St. Croix Watershed Research Station: 3 steps to clean water
Roots extend deep below this green field of Kernza, a perennial wheat being developed by the University of Minnesota. Thanks to features like deep roots, crops like Kernza protect water quality and improve soil health while providing an economic return for farmers.
Earlier this month, our friends at the St. Croix Watershed Research Station posted a compelling ‘Field Notes’ article highlighting three ways experts think Minnesota could make measurable progress on improving water quality in Minnesota.
The article summarizes the conclusions of a recent panel of leading agriculture and water quality experts (including FMR’s own Whitney Clark and Trevor Russell).

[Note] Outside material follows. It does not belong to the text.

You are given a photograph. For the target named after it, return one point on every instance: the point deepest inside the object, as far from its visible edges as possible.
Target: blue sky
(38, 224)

The panel’s conclusions formed the basis of a unique report to Minnesota Governor Mark Dayton and his administration. That report – “Moving the Needle: Improving Water Quality in Minnesota While Developing Our Agricultural Economy” – identified three primary approaches to reducing agricultural runoff to Minnesota’s surface waters and groundwater:
- Diversify our crop portfolio: Convert a minimum of 10 percent of land currently planted with corn and soybeans to profitable perennial crops.
- Slow down runoff: Hold runoff back using perennial crops, wetlands, and managing agricultural drainage systems.
- Make the solutions pay: Develop new agricultural markets and economic incentives to fund systemic changes.
These changes, once adopted, will greatly improve water quality and environmental health in Minnesota while creating a more diverse and resilient agricultural economy.